Fonksiyonel rehabilitasyon ile olası cerrahi olmayan tedavi
Hastalara uygulanacak ilk tedavi yönteminin ameliyatsız olduğunu belirten Doç. Çatal, “Ameliyatsız tedavileri şu şekilde örneklendirebiliriz; sporu azaltın, hastayı bir süre dinlenmeye yönlendirin ve ödem önleyici ilaçlar uygulayın. Tekrarlayan ayak bileği burkulmalarını önlemek için hastalarımızı fonksiyonel rehabilitasyona tabi tutuyoruz. Fonksiyonel rehabilitasyon, ayak bileği burkulmasını önlemek için başlangıçta uyguladığımız ameliyatsız tedaviler arasında yer alır. Hastaya yaklaşık 3-6 ay kadar ameliyatsız tedaviler uyguluyoruz. Uyguladığımız ameliyatsız tedaviler 6 ay sonra işe yaramazsa hasta ile ameliyat seçeneklerini görüşmeye başlıyoruz. Ayak bileğinin durumuna göre yapılabilen kapalı ve açık olmak üzere iki ameliyatı detaylarıyla hastamıza sunuyoruz. Ayak bileği burkulmaları iyi tedavi edilmediğinde, üçte biri ağrıya neden olabilecek kronik bir sorun geliştirir. Tekrarlayan ayak bileği burkulmaları ve kıkırdak hasarı oluşabilir. Zayıf iyileşmeden sonra bazı yumuşak dokular eklem içinde sıkışıp kalabilir. Bu nedenle basit bir ayak bileği burkulması olarak düşünülmemelidir. Mutlaka bir uzmana danışılmalı ve doğru tedavi edilmelidir. Ne kadar yeterli tedavi edilirse, o kadar az sorun görürsünüz” dedi.
Hastaların %80’i ameliyattan sonra eski seviyelerine dönebilmektedir.
Doç. Çatal, hastaların ameliyattan sonra yapması gereken fizik tedaviye de dikkat çekerek, “Ayak bileğindeki kıkırdak hasarlarının çoğunu, ayak bileği artroskopisi dediğimiz kapalı ameliyat dediğimiz yöntemle, ayak bileğinin yeri ve büyüklüğüne göre yönetebiliyoruz. lezyon yani kıkırdak hasarı. Bu kapalı ameliyattan sonra hasta yaklaşık 4 hafta kadar üzerine basmıyor esas olarak kıkırdak tamiri yaptığımız için.
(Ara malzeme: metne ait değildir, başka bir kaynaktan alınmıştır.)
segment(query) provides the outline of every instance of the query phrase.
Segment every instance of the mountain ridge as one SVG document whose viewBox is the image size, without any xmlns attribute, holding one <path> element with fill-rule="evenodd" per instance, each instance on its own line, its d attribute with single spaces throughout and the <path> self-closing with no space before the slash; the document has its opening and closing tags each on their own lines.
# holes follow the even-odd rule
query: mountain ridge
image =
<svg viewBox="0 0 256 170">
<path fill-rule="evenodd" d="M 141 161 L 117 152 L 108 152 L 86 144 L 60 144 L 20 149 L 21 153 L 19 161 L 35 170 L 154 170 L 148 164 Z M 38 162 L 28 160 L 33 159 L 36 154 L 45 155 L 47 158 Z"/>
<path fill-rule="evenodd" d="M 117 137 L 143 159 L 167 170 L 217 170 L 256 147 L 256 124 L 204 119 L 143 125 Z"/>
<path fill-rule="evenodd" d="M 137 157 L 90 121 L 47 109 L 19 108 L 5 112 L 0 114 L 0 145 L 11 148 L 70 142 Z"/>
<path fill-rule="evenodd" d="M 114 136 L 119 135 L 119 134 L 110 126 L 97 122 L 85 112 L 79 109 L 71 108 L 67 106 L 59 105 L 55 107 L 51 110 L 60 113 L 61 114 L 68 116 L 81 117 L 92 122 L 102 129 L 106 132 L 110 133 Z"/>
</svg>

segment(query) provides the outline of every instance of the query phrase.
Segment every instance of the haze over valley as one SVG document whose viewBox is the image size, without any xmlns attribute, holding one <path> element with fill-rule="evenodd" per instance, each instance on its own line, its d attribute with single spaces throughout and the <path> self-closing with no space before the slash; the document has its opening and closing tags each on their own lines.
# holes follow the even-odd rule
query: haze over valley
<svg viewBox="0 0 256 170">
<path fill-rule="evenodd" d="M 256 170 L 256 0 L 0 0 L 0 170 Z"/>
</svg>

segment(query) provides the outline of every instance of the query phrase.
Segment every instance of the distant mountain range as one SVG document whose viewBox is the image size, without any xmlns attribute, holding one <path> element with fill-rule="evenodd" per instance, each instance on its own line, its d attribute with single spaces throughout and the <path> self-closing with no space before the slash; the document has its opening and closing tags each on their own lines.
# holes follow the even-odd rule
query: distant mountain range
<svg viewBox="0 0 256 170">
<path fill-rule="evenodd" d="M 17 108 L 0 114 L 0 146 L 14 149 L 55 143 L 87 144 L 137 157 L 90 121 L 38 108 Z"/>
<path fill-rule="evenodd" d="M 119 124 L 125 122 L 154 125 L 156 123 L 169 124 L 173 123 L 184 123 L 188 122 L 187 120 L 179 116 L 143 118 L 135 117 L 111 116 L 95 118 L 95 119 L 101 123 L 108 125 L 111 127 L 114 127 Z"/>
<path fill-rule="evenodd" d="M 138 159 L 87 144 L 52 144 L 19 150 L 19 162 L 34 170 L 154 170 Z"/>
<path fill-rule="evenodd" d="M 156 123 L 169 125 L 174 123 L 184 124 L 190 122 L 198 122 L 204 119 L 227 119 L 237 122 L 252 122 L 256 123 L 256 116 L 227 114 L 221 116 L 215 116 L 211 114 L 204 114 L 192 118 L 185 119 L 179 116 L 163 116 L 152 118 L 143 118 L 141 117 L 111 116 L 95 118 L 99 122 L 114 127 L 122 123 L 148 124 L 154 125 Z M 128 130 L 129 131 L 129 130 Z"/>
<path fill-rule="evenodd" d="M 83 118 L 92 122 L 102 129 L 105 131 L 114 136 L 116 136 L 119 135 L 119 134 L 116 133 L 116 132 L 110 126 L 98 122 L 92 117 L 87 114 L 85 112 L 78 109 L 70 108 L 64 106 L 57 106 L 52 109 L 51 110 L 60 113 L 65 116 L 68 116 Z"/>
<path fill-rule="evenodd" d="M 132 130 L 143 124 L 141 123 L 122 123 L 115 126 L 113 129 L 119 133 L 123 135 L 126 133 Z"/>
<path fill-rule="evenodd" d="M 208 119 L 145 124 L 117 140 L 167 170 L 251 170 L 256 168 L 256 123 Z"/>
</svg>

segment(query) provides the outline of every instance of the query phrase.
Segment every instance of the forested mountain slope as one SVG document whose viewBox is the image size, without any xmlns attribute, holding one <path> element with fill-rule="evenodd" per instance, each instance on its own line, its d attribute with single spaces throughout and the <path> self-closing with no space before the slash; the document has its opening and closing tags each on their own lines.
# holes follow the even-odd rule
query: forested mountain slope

Bu işlemden sonra hemen fizik tedaviye başlıyoruz ve yaklaşık 6 hafta sonra. , hastamız günlük hayatına dönmeye başlar.Açık cerrahide daha geniş kıkırdak lezyonu olan vakaları gerçekleştiriyoruz.Kıkırdak naklinde olduğu gibi dizin ağırlık taşımayan kısmından kıkırdağı alıp ayak bileğine aktarıyoruz. .Buna mozaikplasti denir. Bu ekim daha ileri vakalarda görülür. Son zamanlarda kullanılmaya başlanan bir diğer yöntem ise; Biyopsi ile hastadan bir parça kıkırdak alıp laboratuvara gönderiyoruz, hastanın kıkırdağını çoğaltıyoruz ve ardından kıkırdağı hasarlı bölgeye naklediyoruz. Tabii ki, gelişmekte olan bir tedavi muhtemelen gelecekte daha kolay erişilebilir ve altın standart tedavi seçeneği haline gelecektir. Yapılan ameliyatlara göre sporcuların yaklaşık %80’i ameliyat öncesi veya sakatlık öncesi spor seviyelerine dönebilmektedir. Bu gülünç bir rakam. Tabii dediğim gibi fizik tedavi ve rehabilitasyon süreci spora geri dönüş için önemli. Basketbol, futbol gibi sporlarda bu süre 6 ile 9 ay arasında değişiyor” dedi.